Lawmakers Get Serious About Limiting Location Data Use

Lora Bentley

Sen. Al Franken (D-Minn.) started asking questions about how wireless providers and online companies use location data in April - as soon as he heard the iPhone and other devices stored the information. Wednesday, he introduced legislation that would limit its use. At the same time, a bipartisan team from the Senate and the House of Representatives introduced legislation addressing law enforcement's use of the data.

 

According to The Wall Street Journal, Franken's bill, co-sponsored by Sen. Richard Blumenthal (D-Conn.), will require companies that collect the data - device makers and app developers alike - to obtain user permission before sharing it with any third party. TG Daily quotes Franken as follows:

[T]he same information that allows emergency responders to locate us when we're in trouble is not necessarily information all of us want to share with the rest of the world.
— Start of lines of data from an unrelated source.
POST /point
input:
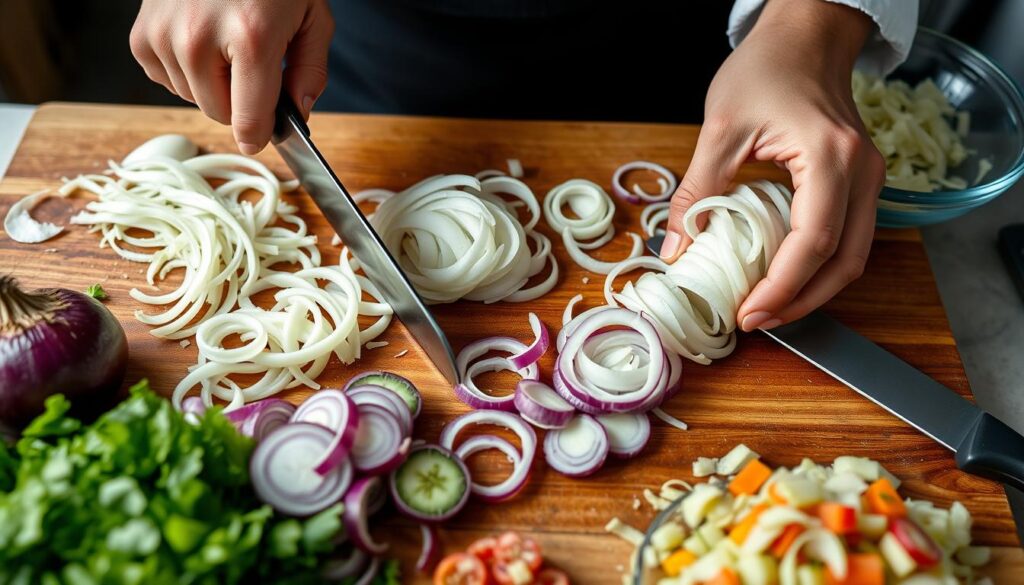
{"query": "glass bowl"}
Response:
(974, 83)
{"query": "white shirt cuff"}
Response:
(896, 24)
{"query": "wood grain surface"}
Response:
(762, 394)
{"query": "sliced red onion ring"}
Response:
(356, 513)
(372, 393)
(667, 181)
(283, 472)
(507, 489)
(532, 353)
(261, 418)
(431, 548)
(342, 568)
(520, 471)
(541, 406)
(380, 445)
(580, 449)
(335, 411)
(469, 392)
(628, 433)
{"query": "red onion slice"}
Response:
(356, 513)
(580, 449)
(667, 181)
(628, 433)
(527, 439)
(469, 392)
(380, 445)
(339, 569)
(542, 406)
(283, 472)
(371, 393)
(431, 548)
(332, 410)
(532, 353)
(511, 486)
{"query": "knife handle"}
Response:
(1012, 248)
(993, 450)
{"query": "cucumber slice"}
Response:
(393, 382)
(432, 485)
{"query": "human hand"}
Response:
(784, 95)
(225, 56)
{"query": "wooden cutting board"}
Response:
(762, 394)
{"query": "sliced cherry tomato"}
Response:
(552, 577)
(919, 545)
(512, 546)
(483, 548)
(461, 569)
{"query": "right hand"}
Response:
(225, 56)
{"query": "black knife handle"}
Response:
(993, 450)
(1012, 248)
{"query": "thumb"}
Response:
(717, 158)
(305, 61)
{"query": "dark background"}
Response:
(78, 50)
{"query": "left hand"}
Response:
(784, 95)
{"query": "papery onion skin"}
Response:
(57, 341)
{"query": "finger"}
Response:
(720, 151)
(255, 87)
(848, 263)
(305, 71)
(170, 64)
(207, 75)
(818, 214)
(143, 53)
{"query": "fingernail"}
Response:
(755, 320)
(671, 245)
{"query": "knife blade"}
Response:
(292, 138)
(984, 446)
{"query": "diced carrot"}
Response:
(774, 496)
(674, 563)
(837, 517)
(862, 569)
(883, 499)
(739, 532)
(784, 540)
(724, 577)
(750, 478)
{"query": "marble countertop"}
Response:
(986, 312)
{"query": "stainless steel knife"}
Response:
(984, 446)
(291, 136)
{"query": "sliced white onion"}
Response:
(667, 181)
(527, 440)
(579, 450)
(594, 211)
(20, 226)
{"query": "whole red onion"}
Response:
(57, 341)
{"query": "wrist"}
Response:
(816, 28)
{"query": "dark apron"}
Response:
(569, 59)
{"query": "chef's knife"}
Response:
(291, 136)
(984, 446)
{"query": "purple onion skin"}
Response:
(75, 346)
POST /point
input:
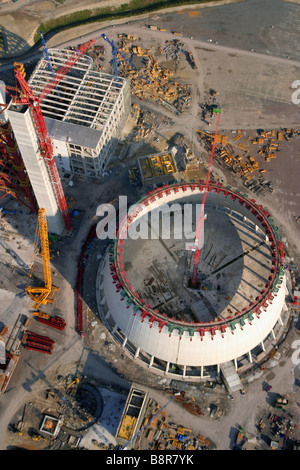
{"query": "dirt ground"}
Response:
(250, 101)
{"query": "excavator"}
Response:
(44, 294)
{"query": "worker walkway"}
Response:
(231, 377)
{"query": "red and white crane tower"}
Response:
(200, 228)
(34, 103)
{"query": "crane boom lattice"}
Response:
(44, 294)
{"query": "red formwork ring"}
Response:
(251, 205)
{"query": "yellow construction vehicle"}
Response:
(42, 295)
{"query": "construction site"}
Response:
(168, 335)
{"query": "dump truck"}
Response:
(281, 402)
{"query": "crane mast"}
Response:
(42, 295)
(201, 218)
(29, 98)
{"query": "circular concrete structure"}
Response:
(143, 283)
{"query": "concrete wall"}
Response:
(23, 127)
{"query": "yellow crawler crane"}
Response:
(42, 295)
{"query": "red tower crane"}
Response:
(201, 218)
(29, 98)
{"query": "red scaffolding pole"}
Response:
(29, 98)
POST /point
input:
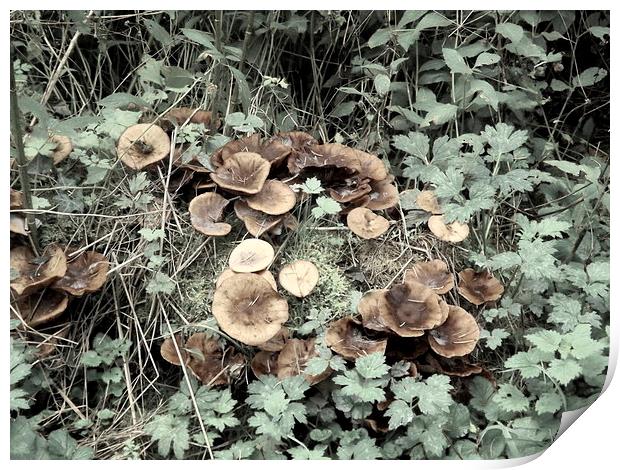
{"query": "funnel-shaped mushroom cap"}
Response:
(265, 363)
(230, 273)
(457, 336)
(250, 256)
(480, 287)
(242, 172)
(299, 277)
(142, 145)
(275, 198)
(427, 201)
(206, 212)
(256, 222)
(383, 195)
(454, 232)
(85, 274)
(277, 342)
(40, 308)
(209, 363)
(294, 358)
(433, 274)
(248, 309)
(366, 224)
(346, 337)
(415, 306)
(63, 148)
(34, 273)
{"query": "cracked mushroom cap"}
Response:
(299, 277)
(276, 198)
(242, 172)
(480, 287)
(433, 274)
(206, 212)
(250, 256)
(454, 232)
(248, 309)
(346, 337)
(85, 274)
(294, 358)
(209, 362)
(142, 145)
(366, 224)
(457, 336)
(34, 273)
(41, 308)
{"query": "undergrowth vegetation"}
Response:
(504, 115)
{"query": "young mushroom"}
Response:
(299, 278)
(142, 145)
(480, 287)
So he decided to do something about it. Blumenthal echoed that sentiment, noting:

It is vitally important that we keep pace with new developments to make sure consumer data is secure from being shared or sold without proper notification to consumers.

The second bill, co-sponsored by Sen. Ron Wyden (D-Ore.) and Rep. Jason Chaffetz (R-Utah), would require law enforcement to obtain a warrant before requesting location data from a mobile service provider or before tracking their location via a tracking device, the WSJ reports.

 

If passed, it looks like the law would effectively reverse a decision made in August by the U.S. Court of Appeals for the Ninth Circuit. The court found that police did not need a warrant to attach a GPS tracking device to a suspect's vehicle, which was parked in his driveway, and then track his movements and collect evidence against him.